Thoracic epidural analgesia was completely successful in nine (53%) children who underwent repair of pectus deformity, and effectively reduced the intravenous narcotic demand in the other eight. Pain control was excellent, and no catheter-related complications were encountered.

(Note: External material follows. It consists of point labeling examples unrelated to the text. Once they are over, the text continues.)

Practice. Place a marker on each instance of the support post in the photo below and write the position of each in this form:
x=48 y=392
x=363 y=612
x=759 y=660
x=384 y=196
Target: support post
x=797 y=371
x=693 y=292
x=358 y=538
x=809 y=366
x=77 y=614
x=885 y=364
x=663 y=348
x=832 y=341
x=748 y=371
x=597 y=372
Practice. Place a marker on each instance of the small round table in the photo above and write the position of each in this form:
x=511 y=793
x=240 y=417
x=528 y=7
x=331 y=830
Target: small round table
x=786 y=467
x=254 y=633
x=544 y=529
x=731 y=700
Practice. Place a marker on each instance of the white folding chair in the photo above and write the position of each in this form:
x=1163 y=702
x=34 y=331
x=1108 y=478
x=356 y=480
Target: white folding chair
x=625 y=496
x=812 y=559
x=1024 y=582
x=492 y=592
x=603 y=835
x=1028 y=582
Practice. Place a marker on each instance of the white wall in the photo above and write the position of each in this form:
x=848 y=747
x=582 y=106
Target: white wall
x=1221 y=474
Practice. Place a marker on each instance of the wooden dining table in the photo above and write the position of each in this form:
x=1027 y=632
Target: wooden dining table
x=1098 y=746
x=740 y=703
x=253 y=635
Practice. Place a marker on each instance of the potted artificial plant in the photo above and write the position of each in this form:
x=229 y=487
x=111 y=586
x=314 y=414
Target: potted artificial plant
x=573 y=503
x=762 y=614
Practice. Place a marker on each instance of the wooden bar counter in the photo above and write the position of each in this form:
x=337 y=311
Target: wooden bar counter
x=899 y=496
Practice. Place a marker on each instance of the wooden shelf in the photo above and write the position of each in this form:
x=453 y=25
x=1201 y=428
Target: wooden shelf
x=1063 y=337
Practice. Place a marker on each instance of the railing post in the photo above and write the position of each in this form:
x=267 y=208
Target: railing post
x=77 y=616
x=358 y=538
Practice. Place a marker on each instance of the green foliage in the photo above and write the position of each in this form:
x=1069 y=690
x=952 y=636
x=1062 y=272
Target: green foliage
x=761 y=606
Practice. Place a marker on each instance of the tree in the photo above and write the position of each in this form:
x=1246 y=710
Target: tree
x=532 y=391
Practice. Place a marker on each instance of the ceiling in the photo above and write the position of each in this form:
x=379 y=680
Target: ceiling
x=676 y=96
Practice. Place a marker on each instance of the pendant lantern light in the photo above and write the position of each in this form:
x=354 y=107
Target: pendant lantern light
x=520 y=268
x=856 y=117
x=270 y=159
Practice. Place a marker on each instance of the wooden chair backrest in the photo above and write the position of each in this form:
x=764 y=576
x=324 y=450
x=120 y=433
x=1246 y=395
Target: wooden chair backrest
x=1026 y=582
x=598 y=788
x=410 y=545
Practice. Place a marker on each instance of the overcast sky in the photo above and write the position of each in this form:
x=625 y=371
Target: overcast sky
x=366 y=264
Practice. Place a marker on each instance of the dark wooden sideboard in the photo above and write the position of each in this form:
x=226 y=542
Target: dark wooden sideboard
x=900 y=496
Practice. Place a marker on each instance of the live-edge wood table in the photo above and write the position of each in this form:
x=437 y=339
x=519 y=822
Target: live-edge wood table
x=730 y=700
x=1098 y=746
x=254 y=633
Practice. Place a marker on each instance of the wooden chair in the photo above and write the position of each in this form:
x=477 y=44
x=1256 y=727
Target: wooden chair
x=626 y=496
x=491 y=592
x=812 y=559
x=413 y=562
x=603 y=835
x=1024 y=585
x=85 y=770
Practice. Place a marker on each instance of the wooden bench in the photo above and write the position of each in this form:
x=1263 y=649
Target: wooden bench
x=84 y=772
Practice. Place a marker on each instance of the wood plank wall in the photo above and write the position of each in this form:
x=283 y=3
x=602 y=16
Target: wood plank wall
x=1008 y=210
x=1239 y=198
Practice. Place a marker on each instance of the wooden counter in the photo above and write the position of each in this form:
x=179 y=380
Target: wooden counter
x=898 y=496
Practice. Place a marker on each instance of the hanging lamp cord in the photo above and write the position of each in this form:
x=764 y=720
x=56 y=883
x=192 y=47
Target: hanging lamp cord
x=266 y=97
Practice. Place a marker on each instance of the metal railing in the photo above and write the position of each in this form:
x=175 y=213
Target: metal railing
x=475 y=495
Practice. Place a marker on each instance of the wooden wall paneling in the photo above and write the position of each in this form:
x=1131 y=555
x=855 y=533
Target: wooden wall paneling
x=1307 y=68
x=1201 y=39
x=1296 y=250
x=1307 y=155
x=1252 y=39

The data show that this method of analgesia in children is a safe and attractive alternative to intravenous narcotics, and eliminates the potential disadvantages of sedation and respiratory compromise.

摘要

目的

确定小儿漏斗胸或鸡胸畸形修复术后持续硬膜外镇痛是否是一种可行且安全的替代大剂量麻醉药的方法。

方法

前瞻性收集1991年6月1日至1994年7月1日期间接受漏斗胸修复术(14例)或鸡胸修复术(5例)的19名儿童(4至17岁;15名男孩,4名女孩)的数据。17例放置了胸段硬膜外导管用于术后疼痛控制,2例未放置。硬膜外导管由麻醉医生在全身麻醉诱导后常规于术前放置在T3 - T8水平。硬膜外导管单独或联合芬太尼进行试验剂量注射,之后在病房维持持续硬膜外输注。术后疼痛由护理人员和住院医生根据面部表情疼痛评分量表进行评估,并酌情调整剂量率或镇痛药物。

结果

所有患者在离开手术室前均已拔管,离开恢复室后被送往普通儿科病房。硬膜外镇痛的平均持续时间为69小时(范围20至116小时)。16例患者术前接受了试验剂量的硬膜外注射,1例在恢复室接受。15例硬膜外最初单独给予布比卡因(1至2mg/kg)或联合芬太尼(1至2μg/kg)。2例患者最初接受利多卡因(1至1.5μg/kg)。17例患者中有10例在硬膜外给予芬太尼(1μg/kg/h)联合布比卡因(0.5至1.0mg/kg/h)作为维持用药,其余患者以相同剂量率单独接受布比卡因。17例患者中有8例需要额外的间歇性补充麻醉药,术后前3天平均每天静脉注射吗啡2剂(0.1mg/kg)。相比之下,2例未放置硬膜外导管进行疼痛控制的患者在术后前3至4天每2至3小时需要高剂量静脉注射吗啡(0.2mg/kg)。未发生与导管相关的并发症。

结论

9例(53%)接受漏斗胸或鸡胸畸形修复术的儿童胸段硬膜外镇痛完全成功,另外8例有效减少了静脉麻醉药的需求。疼痛控制良好,未遇到与导管相关的并发症。数据表明,这种小儿镇痛方法是静脉麻醉药的一种安全且有吸引力的替代方法,消除了镇静和呼吸功能受损的潜在弊端。